Empirical Evaluation
Experiments span multiple open-source LLMs (Qwen2.5-7B/14B-Instruct, Llama3.1-8B-Instruct) and reasoning models (DeepSeek-R1-Distill variants), with baselines including vanilla, SFT-only, and MoE (single-stage) models. Training uses the STAR-1 safety dataset; evaluation covers red-team, jailbreak, over-refusal, and general ability benchmarks.
Key results:
- UpSafe∘C achieves 100% safety rate on JBB and StrongReject, and outperforms SFT-only and MoE baselines by up to 10.8% on challenging WildJailbreak scenarios.
- General capabilities (HumanEval, MMLU, Math-500) are preserved or improved, with average performance gains of 4.5% over SFT-only and 0.5% over MoE.
- Safety temperature τ enables explicit traversal of the safety–utility Pareto frontier, outperforming static baselines and SafeKey across all operating points.
Ablation and Analysis
Ablation studies confirm:
Router analysis shows selective activation: safety experts for harmful prompts, general expert for benign, confirming the soft guardrail hypothesis.
Theoretical and Practical Implications
UpSafe∘C demonstrates that safety-relevant signals are concentrated in a small subset of LLM layers, enabling parameter-efficient, targeted safety enhancement. The modular MoE design supports specialization and robustness against adversarial attacks.

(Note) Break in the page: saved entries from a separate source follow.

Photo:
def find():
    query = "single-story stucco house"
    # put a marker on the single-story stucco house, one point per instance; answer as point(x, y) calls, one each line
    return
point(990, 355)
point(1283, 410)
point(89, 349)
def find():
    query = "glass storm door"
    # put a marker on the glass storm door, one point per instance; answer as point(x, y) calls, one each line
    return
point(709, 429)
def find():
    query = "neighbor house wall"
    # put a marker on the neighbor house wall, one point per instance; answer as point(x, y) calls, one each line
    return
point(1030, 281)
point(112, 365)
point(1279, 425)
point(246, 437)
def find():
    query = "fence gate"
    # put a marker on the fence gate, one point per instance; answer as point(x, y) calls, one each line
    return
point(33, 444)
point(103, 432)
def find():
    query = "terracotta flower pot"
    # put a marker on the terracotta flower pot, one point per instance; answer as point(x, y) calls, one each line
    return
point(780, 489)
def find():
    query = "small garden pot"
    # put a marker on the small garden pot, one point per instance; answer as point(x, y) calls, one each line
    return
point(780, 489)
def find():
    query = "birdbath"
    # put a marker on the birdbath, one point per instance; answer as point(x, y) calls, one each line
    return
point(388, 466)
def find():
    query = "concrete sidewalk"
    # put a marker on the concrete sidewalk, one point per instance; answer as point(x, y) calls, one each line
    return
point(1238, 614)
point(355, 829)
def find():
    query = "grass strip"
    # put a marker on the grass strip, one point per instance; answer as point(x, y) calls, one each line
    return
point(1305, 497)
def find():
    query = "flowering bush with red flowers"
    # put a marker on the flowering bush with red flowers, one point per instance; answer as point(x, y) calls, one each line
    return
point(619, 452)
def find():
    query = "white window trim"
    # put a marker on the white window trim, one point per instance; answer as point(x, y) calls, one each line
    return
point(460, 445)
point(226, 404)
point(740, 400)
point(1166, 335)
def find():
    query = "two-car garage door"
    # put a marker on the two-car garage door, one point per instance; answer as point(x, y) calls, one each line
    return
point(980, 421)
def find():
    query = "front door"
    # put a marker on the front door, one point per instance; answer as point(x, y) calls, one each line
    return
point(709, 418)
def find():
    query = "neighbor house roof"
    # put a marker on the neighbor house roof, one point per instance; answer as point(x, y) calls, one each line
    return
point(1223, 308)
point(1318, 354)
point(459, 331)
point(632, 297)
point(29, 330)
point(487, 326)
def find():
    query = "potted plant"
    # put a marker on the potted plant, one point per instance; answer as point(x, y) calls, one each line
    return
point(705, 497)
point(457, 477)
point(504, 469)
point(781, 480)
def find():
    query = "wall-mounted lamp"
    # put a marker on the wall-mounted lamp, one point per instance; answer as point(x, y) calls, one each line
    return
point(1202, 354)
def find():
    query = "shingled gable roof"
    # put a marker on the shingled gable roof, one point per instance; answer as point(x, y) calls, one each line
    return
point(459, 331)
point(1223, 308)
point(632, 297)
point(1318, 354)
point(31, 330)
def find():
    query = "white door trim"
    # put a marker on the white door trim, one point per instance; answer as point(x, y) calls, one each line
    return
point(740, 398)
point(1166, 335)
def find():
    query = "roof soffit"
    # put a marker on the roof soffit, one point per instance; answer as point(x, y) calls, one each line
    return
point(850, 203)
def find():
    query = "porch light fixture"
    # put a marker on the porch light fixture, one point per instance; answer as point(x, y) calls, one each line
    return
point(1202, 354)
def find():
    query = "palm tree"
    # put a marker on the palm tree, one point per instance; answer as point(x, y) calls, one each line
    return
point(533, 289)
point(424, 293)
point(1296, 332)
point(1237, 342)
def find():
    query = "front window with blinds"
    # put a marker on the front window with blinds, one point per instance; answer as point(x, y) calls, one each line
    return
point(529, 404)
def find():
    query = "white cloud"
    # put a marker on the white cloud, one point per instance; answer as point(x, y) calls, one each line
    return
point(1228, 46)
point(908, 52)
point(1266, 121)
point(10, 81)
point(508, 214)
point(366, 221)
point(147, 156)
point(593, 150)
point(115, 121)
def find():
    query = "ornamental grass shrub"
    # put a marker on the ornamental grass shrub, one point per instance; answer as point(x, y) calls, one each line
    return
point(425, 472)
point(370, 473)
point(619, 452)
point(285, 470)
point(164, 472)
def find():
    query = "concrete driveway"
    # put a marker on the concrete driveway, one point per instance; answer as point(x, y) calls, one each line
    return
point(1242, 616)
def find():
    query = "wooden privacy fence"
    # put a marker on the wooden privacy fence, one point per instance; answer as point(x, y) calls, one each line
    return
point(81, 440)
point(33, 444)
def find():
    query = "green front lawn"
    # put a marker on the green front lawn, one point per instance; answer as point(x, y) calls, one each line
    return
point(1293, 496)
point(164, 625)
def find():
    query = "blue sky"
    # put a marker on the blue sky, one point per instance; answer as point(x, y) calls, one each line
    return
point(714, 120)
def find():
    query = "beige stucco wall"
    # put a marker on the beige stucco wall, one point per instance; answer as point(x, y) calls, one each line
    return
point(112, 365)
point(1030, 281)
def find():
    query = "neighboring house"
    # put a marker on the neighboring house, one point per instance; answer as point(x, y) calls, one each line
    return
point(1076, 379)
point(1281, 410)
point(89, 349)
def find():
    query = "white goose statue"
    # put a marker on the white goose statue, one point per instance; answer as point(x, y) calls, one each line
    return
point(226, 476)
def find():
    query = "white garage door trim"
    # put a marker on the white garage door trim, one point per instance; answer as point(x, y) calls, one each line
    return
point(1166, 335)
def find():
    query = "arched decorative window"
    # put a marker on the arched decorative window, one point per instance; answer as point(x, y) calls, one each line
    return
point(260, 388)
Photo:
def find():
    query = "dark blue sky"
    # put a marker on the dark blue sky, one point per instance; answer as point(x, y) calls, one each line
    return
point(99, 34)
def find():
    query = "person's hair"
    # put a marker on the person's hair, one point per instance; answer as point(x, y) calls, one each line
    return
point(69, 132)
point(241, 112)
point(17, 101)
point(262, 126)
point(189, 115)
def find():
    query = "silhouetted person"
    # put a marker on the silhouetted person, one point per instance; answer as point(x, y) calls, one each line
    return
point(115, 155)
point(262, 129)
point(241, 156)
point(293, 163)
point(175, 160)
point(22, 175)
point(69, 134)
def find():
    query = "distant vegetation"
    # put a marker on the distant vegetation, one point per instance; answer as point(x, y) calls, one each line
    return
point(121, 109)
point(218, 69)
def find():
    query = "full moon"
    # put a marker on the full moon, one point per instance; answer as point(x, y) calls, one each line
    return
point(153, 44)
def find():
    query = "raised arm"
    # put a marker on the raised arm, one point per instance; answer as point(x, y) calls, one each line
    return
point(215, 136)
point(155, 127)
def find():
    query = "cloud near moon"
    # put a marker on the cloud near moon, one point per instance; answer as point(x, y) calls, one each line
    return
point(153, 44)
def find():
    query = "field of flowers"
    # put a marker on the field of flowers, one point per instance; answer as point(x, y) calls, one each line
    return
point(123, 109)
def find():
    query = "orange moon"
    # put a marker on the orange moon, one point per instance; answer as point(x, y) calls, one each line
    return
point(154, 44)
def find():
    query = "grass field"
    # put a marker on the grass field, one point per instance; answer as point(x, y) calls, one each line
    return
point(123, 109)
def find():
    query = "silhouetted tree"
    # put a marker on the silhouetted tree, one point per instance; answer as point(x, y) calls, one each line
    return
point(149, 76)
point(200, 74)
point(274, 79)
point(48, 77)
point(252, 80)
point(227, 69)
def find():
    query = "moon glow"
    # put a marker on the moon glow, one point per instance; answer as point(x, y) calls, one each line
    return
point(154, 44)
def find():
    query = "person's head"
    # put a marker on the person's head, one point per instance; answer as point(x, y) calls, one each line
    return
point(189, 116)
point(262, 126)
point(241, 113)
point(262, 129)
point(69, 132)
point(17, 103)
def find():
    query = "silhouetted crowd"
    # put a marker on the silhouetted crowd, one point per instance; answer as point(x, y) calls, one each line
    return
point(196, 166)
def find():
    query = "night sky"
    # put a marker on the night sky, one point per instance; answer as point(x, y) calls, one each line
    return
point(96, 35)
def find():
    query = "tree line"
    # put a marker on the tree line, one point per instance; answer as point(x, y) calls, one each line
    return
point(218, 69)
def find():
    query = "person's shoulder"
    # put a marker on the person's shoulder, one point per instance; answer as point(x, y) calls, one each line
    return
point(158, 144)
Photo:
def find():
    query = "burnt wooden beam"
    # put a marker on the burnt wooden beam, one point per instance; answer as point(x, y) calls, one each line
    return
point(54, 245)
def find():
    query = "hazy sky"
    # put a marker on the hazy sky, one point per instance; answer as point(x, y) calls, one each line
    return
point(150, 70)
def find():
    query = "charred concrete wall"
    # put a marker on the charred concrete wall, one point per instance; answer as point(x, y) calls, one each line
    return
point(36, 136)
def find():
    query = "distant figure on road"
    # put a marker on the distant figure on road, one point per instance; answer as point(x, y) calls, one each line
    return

The safety temperature mechanism provides a practical interface for dynamic safety control, suitable for real-world deployment where requirements may shift over time.
The approach generalizes across architectures and scales, and does not compromise general utility, as confirmed by stable performance on knowledge-intensive, coding, and reasoning tasks under varying τ.
Future Directions
Potential extensions include:
- Automated selection of safety-critical layers via unsupervised or meta-learning approaches.
- Integration with other modular architectures (e.g., task-specific experts, domain adaptation).
- Exploration of more granular safety temperature schedules, adaptive to user profiles or context.
- Application to multimodal models and broader risk domains.
Conclusion
UpSafe∘C provides a principled, modular framework for controllable LLM safety, combining targeted upcycling of safety-critical layers, staged expert specialization, and dynamic inference-time control via safety temperature. The method achieves robust safety improvements, maintains general capabilities, and enables explicit, fine-grained trade-offs, representing a significant advance toward dynamic, inference-aware LLM safety.